Landrecies ne pouvait pas tenir longtemps. Il fut agité dans Versailles si le roi se retirerait à Chambord sur la Loire. Il dit au maréchal d’Harcourt qu’en cas d’un nouveau malheur, il convoquerait toute la noblesse de son royaume, qu’il la conduirait à l’ennemi malgré son âge de soixante et quatorze ans, et qu’il périrait à la tête.

Une faute que fit le prince Eugène délivra le roi et la France de tant d’inquiétudes. On prétend que ses lignes étaient trop étendues ; que le dépôt de ses magasins dans Marchiennes était trop éloigné ; que le général Albemarle, posté à Denain, entre Marchiennes et le camp du prince, n’était pas à portée d’être secouru assez tôt s’il était attaqué. On m’a assuré qu’une Italienne fort belle, que je vis quelque temps après à la Haye, et qui était alors entretenue par le prince Eugène, était dans Marchiennes, et qu’elle avait été cause qu’on avait choisi ce lieu pour servir d’entrepôt. Ce n’était pas rendre justice au prince Eugène de penser qu’une femme pût avoir part à ses arrangements de guerre.

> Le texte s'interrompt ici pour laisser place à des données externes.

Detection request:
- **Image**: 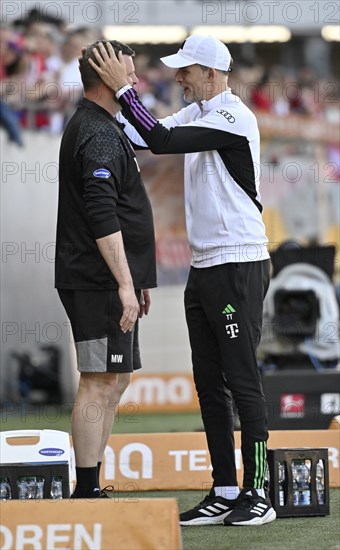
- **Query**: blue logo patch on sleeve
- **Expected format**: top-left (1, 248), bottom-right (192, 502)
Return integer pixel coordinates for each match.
top-left (93, 168), bottom-right (111, 179)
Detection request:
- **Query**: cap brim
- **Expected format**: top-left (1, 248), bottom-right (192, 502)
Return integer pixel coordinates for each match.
top-left (161, 53), bottom-right (197, 69)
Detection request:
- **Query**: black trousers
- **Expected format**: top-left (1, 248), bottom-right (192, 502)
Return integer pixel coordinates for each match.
top-left (184, 260), bottom-right (270, 488)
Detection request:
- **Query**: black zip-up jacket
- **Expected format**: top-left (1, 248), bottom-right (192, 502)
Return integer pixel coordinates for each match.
top-left (55, 99), bottom-right (157, 290)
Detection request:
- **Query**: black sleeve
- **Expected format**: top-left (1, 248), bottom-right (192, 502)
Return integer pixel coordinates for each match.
top-left (119, 88), bottom-right (245, 155)
top-left (82, 129), bottom-right (127, 243)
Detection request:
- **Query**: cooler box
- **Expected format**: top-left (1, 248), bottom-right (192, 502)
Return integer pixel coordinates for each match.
top-left (0, 430), bottom-right (72, 499)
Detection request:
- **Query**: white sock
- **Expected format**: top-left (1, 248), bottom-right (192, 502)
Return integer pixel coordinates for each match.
top-left (214, 486), bottom-right (240, 500)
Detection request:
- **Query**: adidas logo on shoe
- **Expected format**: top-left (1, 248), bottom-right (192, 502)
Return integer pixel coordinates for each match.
top-left (223, 488), bottom-right (276, 525)
top-left (179, 489), bottom-right (236, 525)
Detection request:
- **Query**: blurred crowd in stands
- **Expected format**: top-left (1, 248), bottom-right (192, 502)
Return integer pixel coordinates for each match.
top-left (0, 10), bottom-right (339, 145)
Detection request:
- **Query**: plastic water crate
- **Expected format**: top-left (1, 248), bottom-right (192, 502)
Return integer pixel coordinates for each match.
top-left (267, 449), bottom-right (329, 517)
top-left (0, 430), bottom-right (71, 499)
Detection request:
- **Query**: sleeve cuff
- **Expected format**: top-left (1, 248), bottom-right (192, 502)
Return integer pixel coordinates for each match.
top-left (116, 84), bottom-right (132, 99)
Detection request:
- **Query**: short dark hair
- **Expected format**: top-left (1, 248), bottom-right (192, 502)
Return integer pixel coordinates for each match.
top-left (79, 40), bottom-right (135, 91)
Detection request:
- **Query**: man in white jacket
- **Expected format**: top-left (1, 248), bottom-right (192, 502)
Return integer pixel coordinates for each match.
top-left (91, 36), bottom-right (276, 525)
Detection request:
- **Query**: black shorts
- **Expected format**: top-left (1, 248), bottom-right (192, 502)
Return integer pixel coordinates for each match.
top-left (58, 289), bottom-right (142, 372)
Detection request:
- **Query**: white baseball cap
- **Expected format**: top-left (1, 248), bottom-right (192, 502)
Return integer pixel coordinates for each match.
top-left (161, 34), bottom-right (231, 71)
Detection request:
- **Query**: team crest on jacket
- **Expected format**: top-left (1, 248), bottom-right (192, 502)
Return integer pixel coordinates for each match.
top-left (217, 109), bottom-right (235, 124)
top-left (93, 168), bottom-right (111, 179)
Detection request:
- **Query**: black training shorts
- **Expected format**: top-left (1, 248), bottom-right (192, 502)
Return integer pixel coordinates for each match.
top-left (58, 289), bottom-right (142, 372)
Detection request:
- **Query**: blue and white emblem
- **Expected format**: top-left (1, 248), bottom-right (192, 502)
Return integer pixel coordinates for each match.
top-left (93, 168), bottom-right (111, 180)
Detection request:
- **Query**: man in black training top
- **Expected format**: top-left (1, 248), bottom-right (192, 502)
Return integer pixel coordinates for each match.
top-left (55, 41), bottom-right (156, 498)
top-left (92, 35), bottom-right (276, 525)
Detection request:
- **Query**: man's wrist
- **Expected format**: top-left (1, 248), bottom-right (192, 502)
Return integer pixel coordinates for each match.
top-left (115, 84), bottom-right (132, 99)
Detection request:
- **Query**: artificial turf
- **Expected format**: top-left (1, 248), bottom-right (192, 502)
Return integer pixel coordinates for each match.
top-left (109, 489), bottom-right (340, 550)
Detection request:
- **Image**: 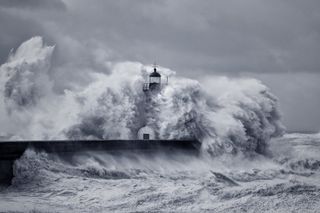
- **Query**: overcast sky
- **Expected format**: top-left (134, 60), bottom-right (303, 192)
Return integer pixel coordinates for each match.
top-left (0, 0), bottom-right (320, 131)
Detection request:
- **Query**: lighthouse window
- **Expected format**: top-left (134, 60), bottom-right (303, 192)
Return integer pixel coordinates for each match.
top-left (143, 134), bottom-right (150, 140)
top-left (150, 77), bottom-right (161, 84)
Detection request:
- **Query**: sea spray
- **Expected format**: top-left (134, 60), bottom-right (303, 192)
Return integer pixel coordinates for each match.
top-left (0, 37), bottom-right (283, 156)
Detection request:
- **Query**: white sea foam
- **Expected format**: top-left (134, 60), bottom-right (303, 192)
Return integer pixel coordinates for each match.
top-left (0, 37), bottom-right (283, 155)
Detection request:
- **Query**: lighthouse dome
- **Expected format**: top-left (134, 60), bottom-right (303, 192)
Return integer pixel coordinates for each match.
top-left (150, 69), bottom-right (161, 78)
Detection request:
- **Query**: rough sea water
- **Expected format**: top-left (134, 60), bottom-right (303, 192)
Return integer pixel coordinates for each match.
top-left (0, 37), bottom-right (320, 212)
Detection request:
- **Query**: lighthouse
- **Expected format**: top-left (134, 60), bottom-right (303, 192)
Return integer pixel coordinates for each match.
top-left (137, 63), bottom-right (163, 140)
top-left (143, 63), bottom-right (161, 92)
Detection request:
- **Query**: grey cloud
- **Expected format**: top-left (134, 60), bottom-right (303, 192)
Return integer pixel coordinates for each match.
top-left (0, 0), bottom-right (66, 10)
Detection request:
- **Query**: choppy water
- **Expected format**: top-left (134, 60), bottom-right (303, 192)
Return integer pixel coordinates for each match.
top-left (0, 134), bottom-right (320, 212)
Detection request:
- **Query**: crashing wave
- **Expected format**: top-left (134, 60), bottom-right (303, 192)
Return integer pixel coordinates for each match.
top-left (0, 37), bottom-right (283, 155)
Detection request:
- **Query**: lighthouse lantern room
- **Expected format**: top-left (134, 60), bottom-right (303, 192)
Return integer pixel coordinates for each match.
top-left (143, 64), bottom-right (161, 91)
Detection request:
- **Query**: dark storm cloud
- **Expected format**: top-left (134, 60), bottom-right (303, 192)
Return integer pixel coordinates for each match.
top-left (0, 0), bottom-right (65, 9)
top-left (0, 0), bottom-right (320, 129)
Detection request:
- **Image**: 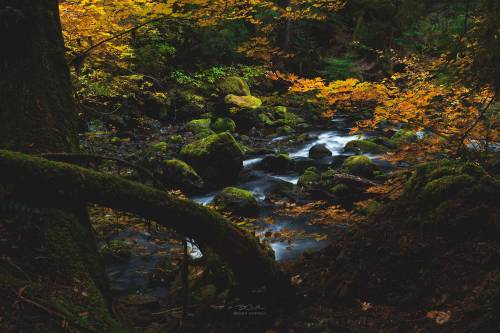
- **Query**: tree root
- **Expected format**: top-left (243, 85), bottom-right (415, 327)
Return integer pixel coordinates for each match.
top-left (0, 150), bottom-right (280, 286)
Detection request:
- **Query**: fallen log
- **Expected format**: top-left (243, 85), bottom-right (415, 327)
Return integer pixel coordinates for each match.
top-left (0, 150), bottom-right (279, 286)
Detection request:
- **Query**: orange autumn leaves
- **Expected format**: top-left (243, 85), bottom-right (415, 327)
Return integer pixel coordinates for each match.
top-left (267, 59), bottom-right (499, 160)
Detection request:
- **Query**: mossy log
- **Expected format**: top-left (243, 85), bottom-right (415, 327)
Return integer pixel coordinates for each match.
top-left (0, 150), bottom-right (279, 286)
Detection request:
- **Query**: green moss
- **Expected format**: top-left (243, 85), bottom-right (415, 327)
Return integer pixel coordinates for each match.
top-left (274, 105), bottom-right (288, 117)
top-left (224, 95), bottom-right (262, 110)
top-left (180, 132), bottom-right (243, 184)
top-left (149, 141), bottom-right (168, 153)
top-left (330, 184), bottom-right (349, 196)
top-left (342, 155), bottom-right (376, 178)
top-left (344, 140), bottom-right (388, 154)
top-left (162, 159), bottom-right (204, 193)
top-left (216, 76), bottom-right (251, 96)
top-left (297, 167), bottom-right (321, 187)
top-left (214, 187), bottom-right (259, 216)
top-left (211, 118), bottom-right (236, 133)
top-left (168, 134), bottom-right (184, 144)
top-left (100, 240), bottom-right (131, 261)
top-left (185, 119), bottom-right (214, 139)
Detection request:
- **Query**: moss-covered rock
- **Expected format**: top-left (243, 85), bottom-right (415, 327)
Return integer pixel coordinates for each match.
top-left (213, 187), bottom-right (259, 216)
top-left (162, 159), bottom-right (205, 193)
top-left (258, 154), bottom-right (294, 173)
top-left (149, 141), bottom-right (168, 153)
top-left (344, 140), bottom-right (389, 154)
top-left (224, 94), bottom-right (262, 110)
top-left (180, 132), bottom-right (243, 186)
top-left (100, 240), bottom-right (131, 262)
top-left (297, 167), bottom-right (321, 187)
top-left (211, 118), bottom-right (236, 133)
top-left (141, 91), bottom-right (172, 120)
top-left (184, 119), bottom-right (214, 139)
top-left (342, 155), bottom-right (377, 178)
top-left (215, 76), bottom-right (251, 96)
top-left (309, 144), bottom-right (332, 159)
top-left (169, 89), bottom-right (207, 120)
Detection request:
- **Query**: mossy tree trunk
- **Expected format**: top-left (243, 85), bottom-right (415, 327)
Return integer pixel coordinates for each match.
top-left (0, 0), bottom-right (117, 332)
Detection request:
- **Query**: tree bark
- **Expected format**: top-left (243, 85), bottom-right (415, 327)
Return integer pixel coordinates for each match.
top-left (0, 150), bottom-right (279, 286)
top-left (0, 0), bottom-right (119, 332)
top-left (0, 0), bottom-right (78, 152)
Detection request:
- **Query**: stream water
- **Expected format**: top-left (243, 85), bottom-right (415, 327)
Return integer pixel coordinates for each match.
top-left (103, 116), bottom-right (385, 297)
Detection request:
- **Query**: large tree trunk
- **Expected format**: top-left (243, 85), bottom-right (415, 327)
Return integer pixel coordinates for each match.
top-left (0, 0), bottom-right (117, 332)
top-left (0, 0), bottom-right (78, 152)
top-left (0, 0), bottom-right (282, 332)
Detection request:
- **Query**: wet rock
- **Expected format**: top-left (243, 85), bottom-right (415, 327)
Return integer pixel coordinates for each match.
top-left (265, 181), bottom-right (300, 201)
top-left (213, 187), bottom-right (259, 216)
top-left (162, 159), bottom-right (205, 194)
top-left (344, 140), bottom-right (388, 154)
top-left (180, 132), bottom-right (243, 186)
top-left (169, 89), bottom-right (207, 121)
top-left (309, 144), bottom-right (332, 159)
top-left (141, 91), bottom-right (171, 120)
top-left (342, 155), bottom-right (377, 178)
top-left (215, 76), bottom-right (251, 96)
top-left (257, 154), bottom-right (294, 173)
top-left (294, 157), bottom-right (316, 173)
top-left (184, 119), bottom-right (215, 139)
top-left (297, 167), bottom-right (320, 188)
top-left (224, 94), bottom-right (262, 110)
top-left (211, 118), bottom-right (236, 133)
top-left (100, 240), bottom-right (131, 262)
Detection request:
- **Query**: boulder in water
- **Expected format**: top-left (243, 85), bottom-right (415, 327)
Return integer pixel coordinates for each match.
top-left (215, 76), bottom-right (251, 96)
top-left (180, 132), bottom-right (243, 186)
top-left (258, 154), bottom-right (294, 173)
top-left (224, 94), bottom-right (262, 110)
top-left (342, 155), bottom-right (377, 178)
top-left (213, 187), bottom-right (259, 216)
top-left (162, 159), bottom-right (205, 193)
top-left (309, 144), bottom-right (332, 159)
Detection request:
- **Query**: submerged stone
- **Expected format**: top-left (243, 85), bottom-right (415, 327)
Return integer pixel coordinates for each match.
top-left (342, 155), bottom-right (377, 178)
top-left (180, 132), bottom-right (243, 186)
top-left (213, 187), bottom-right (259, 216)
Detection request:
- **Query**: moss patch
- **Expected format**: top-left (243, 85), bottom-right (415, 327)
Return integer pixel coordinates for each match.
top-left (224, 95), bottom-right (262, 109)
top-left (180, 132), bottom-right (243, 185)
top-left (342, 155), bottom-right (377, 178)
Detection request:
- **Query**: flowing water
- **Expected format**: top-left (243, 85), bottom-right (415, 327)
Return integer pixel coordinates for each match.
top-left (107, 117), bottom-right (384, 296)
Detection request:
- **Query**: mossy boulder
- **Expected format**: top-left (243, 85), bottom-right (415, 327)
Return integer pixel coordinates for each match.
top-left (390, 161), bottom-right (500, 231)
top-left (180, 132), bottom-right (243, 186)
top-left (344, 140), bottom-right (389, 154)
top-left (169, 89), bottom-right (207, 121)
top-left (211, 118), bottom-right (236, 133)
top-left (141, 91), bottom-right (172, 120)
top-left (224, 94), bottom-right (262, 110)
top-left (309, 144), bottom-right (332, 159)
top-left (149, 141), bottom-right (168, 153)
top-left (297, 167), bottom-right (321, 187)
top-left (215, 76), bottom-right (251, 96)
top-left (257, 154), bottom-right (294, 173)
top-left (162, 159), bottom-right (205, 193)
top-left (342, 155), bottom-right (377, 178)
top-left (213, 187), bottom-right (259, 216)
top-left (184, 119), bottom-right (215, 139)
top-left (100, 240), bottom-right (132, 262)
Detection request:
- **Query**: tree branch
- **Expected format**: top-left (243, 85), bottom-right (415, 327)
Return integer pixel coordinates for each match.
top-left (0, 150), bottom-right (280, 286)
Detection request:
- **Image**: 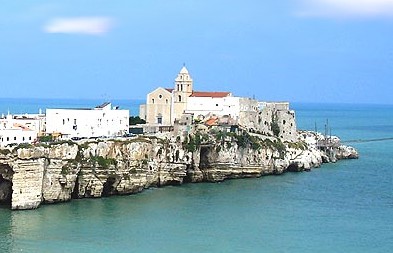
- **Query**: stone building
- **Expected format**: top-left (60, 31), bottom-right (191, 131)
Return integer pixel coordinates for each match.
top-left (0, 114), bottom-right (45, 147)
top-left (140, 66), bottom-right (296, 140)
top-left (46, 103), bottom-right (130, 139)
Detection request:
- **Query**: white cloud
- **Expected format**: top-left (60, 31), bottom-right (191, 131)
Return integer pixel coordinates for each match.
top-left (297, 0), bottom-right (393, 17)
top-left (44, 17), bottom-right (112, 35)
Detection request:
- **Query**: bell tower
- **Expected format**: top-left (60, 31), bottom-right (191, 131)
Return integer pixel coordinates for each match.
top-left (173, 65), bottom-right (193, 122)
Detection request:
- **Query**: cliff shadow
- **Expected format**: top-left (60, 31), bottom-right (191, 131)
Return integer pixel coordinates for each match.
top-left (0, 164), bottom-right (13, 208)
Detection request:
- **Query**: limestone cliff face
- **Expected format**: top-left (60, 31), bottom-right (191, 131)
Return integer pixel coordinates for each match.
top-left (0, 131), bottom-right (357, 209)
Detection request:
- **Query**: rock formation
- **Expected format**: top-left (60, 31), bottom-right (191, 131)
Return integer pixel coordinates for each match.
top-left (0, 130), bottom-right (358, 210)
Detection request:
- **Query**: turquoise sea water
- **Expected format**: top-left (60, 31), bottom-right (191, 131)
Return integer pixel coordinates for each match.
top-left (0, 101), bottom-right (393, 253)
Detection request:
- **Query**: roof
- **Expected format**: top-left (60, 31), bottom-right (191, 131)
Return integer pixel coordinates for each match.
top-left (190, 91), bottom-right (231, 98)
top-left (205, 118), bottom-right (218, 126)
top-left (96, 102), bottom-right (110, 109)
top-left (180, 66), bottom-right (188, 74)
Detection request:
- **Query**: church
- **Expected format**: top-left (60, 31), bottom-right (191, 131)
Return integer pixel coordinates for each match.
top-left (139, 66), bottom-right (297, 140)
top-left (139, 66), bottom-right (233, 126)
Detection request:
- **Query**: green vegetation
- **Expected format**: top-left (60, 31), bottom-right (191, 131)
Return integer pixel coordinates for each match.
top-left (286, 141), bottom-right (307, 150)
top-left (38, 135), bottom-right (53, 142)
top-left (129, 116), bottom-right (146, 126)
top-left (61, 165), bottom-right (70, 176)
top-left (183, 132), bottom-right (209, 152)
top-left (13, 143), bottom-right (34, 151)
top-left (0, 149), bottom-right (11, 155)
top-left (90, 156), bottom-right (117, 169)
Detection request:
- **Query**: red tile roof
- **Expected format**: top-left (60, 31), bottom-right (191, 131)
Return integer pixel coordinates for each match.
top-left (205, 118), bottom-right (218, 126)
top-left (191, 91), bottom-right (231, 98)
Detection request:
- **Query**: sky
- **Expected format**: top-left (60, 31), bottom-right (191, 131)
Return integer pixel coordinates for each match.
top-left (0, 0), bottom-right (393, 104)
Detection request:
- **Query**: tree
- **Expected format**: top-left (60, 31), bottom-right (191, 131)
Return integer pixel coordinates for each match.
top-left (129, 116), bottom-right (146, 126)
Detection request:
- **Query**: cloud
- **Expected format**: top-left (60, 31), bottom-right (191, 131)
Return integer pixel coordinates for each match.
top-left (44, 17), bottom-right (112, 35)
top-left (296, 0), bottom-right (393, 17)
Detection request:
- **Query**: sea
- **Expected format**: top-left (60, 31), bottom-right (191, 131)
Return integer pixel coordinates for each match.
top-left (0, 99), bottom-right (393, 253)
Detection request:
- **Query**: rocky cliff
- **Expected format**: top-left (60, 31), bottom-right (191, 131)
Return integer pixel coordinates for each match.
top-left (0, 130), bottom-right (358, 209)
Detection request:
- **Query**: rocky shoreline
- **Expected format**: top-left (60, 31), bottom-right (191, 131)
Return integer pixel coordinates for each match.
top-left (0, 130), bottom-right (359, 210)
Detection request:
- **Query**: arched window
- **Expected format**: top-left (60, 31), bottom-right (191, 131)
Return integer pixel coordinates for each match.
top-left (157, 113), bottom-right (162, 124)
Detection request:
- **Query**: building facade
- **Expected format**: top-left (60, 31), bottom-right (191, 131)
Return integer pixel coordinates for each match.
top-left (0, 114), bottom-right (45, 147)
top-left (46, 103), bottom-right (130, 139)
top-left (140, 66), bottom-right (297, 140)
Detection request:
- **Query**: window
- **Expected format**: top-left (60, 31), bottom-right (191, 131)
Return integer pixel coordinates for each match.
top-left (157, 114), bottom-right (162, 124)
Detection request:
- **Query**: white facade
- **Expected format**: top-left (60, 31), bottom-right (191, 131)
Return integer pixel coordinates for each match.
top-left (0, 114), bottom-right (45, 147)
top-left (46, 103), bottom-right (130, 138)
top-left (185, 97), bottom-right (240, 119)
top-left (185, 96), bottom-right (258, 126)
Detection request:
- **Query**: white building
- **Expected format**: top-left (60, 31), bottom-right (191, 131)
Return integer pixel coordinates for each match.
top-left (46, 103), bottom-right (130, 139)
top-left (0, 114), bottom-right (45, 147)
top-left (185, 96), bottom-right (258, 126)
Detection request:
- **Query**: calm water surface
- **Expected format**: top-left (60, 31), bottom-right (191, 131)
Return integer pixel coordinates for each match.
top-left (0, 100), bottom-right (393, 253)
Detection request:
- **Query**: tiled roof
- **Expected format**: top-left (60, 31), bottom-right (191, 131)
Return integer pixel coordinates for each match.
top-left (190, 91), bottom-right (231, 98)
top-left (205, 118), bottom-right (218, 126)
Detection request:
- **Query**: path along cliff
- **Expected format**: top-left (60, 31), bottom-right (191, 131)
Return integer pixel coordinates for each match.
top-left (0, 128), bottom-right (358, 210)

Ceux qui savent qu’un curé, et un conseiller de Douai, nommé Le Fèvre d’Orval, se promenant ensemble vers ces quartiers, imaginèrent les premiers qu’on pouvait aisément attaquer Denain et Marchiennes, serviront mieux à prouver par quels secrets et faibles ressorts les grandes affaires de ce monde sont souvent dirigées. Le Fèvre donna son avis à l’intendant de la province ; celui-ci, au maréchal de Montesquiou, qui commandait sous le maréchal de Villars ; le général l’approuva et l’exécuta. Cette action fut en effet le salut de la France, plus encore que la paix avec l’Angleterre. Le maréchal de Villars donna le change au prince Eugène. Un corps de dragons s’avança à la vue du camp ennemi, comme si on se préparait à l’attaquer ; et, tandis que ces dragons se retirent ensuite vers Guise, le maréchal marche à Denain, avec son armée, sur cinq colonnes. (24 juillet 1712) On force les retranchements du général Albemarle, défendus par dix-sept bataillons ; tout est tué ou pris. Le général se rend prisonnier avec deux princes de Nassau, un prince de Holstein, un prince d’Anhalt, et tous les officiers. Le prince Eugène arrive à la hâte, mais à la fin de l’action, avec ce qu’il peut amener de troupes ; il veut attaquer un pont qui conduisait à Denain et dont les Fran-

  1. Voltaire avait alors dix-sept ans.